Fishing effort: The level of fishing pressure employed over a set timeframe. Often measured as number of hooks or traps deployed, hours trawled, or length of net used. The quantity of fish caught relative to the amount of fishing effort used is an important indicator of fishery health, where stable or increasing catches relative to fishing effort over time is a desirable outcome.
Fully fished: A fish stock is ‘fully fished’ when fishing pressure is at the maximum or targeted limit (typically Maximum Sustainable Yield) of what can be sustained before overfishing will likely occur.
Ghost fishing: The accidental capture and killing of marine wildlife in fishing gear, usually nets or traps that have been lost at sea.
Imported: Species imported from wild fisheries and aquaculture enterprises operating outside Australia, e.g. hoki from New Zealand, prawns from Southeast Asia.
Introduced: Species introduced into Australia’s marine environment deliberately for aquaculture production or stocking programs, e.g. Trout, Atlantic Salmon.
Keystone species: A species that has a major influence on the structure or functioning of an ecosystem. Its presence affects many other members of the ecosystem and, if its population dwindles or disappears, there can be far reaching consequences for the ecosystem, e.g. sharks.
Logbooks: The main way that fishers record their catch and interactions with endangered and protected wildlife. Fishery managers can verify reporting in logbooks is correct in conjunction with Electronic Monitoring.
Maximum Economic Yield: The sustainable catch level for a commercial fishery that allows the most profitable fishing. This usually involves lower fishing pressure, leaving ‘more fish in the water’, than Maximum Sustainable Yield.
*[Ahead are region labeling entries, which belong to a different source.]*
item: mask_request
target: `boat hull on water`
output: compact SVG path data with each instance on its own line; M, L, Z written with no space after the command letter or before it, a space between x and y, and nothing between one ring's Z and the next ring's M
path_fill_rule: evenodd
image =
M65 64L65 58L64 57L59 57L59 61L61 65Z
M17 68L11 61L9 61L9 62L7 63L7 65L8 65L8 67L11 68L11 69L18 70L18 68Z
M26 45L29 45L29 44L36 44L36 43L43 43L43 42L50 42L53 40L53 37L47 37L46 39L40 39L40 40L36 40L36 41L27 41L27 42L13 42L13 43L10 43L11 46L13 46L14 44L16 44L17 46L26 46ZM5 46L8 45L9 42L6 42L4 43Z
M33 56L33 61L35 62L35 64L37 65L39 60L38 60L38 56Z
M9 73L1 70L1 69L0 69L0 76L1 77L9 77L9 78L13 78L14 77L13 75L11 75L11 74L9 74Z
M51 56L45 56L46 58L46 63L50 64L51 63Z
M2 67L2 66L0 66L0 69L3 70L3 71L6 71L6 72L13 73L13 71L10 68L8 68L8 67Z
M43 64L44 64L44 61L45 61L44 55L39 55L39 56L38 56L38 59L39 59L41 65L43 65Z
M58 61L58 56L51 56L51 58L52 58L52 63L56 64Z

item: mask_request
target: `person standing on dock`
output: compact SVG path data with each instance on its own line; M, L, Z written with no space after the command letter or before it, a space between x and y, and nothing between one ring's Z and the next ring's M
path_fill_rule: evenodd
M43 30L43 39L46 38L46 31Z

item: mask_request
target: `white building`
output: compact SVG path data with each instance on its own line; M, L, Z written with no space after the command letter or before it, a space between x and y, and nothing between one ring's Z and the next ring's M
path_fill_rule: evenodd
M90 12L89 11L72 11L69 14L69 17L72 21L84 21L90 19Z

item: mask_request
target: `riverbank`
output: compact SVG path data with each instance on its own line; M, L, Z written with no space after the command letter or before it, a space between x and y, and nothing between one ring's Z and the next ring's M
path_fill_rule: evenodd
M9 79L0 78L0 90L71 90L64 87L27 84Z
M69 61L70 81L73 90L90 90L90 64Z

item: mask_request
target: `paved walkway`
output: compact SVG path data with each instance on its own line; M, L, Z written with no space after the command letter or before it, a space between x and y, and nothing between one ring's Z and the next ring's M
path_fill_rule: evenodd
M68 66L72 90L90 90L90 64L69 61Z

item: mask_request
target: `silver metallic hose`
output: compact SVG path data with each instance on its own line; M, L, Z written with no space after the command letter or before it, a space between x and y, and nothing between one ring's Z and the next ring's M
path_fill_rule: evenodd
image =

Maximum Sustainable Yield: The maximum average annual catch that can be removed from a stock over an indefinite period under prevailing environmental conditions.
Observers: Observers are individuals on board fishing boats who are independent of the government and the fishing industry. Their job is to record information about the fishery operation, including interactions with threatened, endangered or vulnerable wildlife. Their reports provide credible records of fisheries impacts on marine wildlife. Observer programs are an essential component of good fisheries management.
Overfished: A stock is overfished when it has been depleted below a defined acceptable level. Management actions need to be taken to rebuild the stock to a healthy level.
Recruitment overfished: Overfishing has reduced the population to a level where recruitment (the number of larval fish added to the stock) is significantly suppressed. The result may be stock collapse if overfishing is prolonged and combined with poor environmental conditions.
Stock assessment: A scientific review of available data relating to a fished species stock that is used to estimate the health of a fish stock and set an appropriate level of fishing. Because fish populations, environment and fishing activity constantly changes, a stock assessment loses reliability as it ages, and does so more rapidly for fast growing fish species in dynamic ecosystems.
Growth overfished: Too many small fish are caught. Reducing catches and/or increasing the size at which fish are caught would help rebuild the fishery. A growth overfished stock can have negative knock-on impacts on the ecosystem as a whole.
Overfishing: The level of fishing pressure is too high and fish are being removed at a rate which is unsustainable. Continued overfishing will lead to an overfished stock (see above).
Seafood: Any fish or shellfish species caught or farmed for human consumption.
Sustainable fisheries: Fisheries are ecologically sustainable when the stocks of target species, non-target species and their surrounding ecosystems are maintained over the long-term. A truly sustainable fishery meets the long-term needs of fishermen, seafood consumers and the environment together.
Stock: A section of a species from which catches are taken in a fishery. It generally means that the population of a species that is being fished is more of less isolated from other stocks of the same species.
Target species: The fish or shellfish species that are the primary or intended catch of a particular fishery. Often the most highly sought and most valuable species are selected or targeted for fishing.
Threatened, endangered or protected species: Marine wildlife listed as threatened with extinction under Australian national laws, protected under those laws, or assessed as endangered by international authorities such as on the IUCN Red List.
Wild fisheries: See ‘capture fisheries’.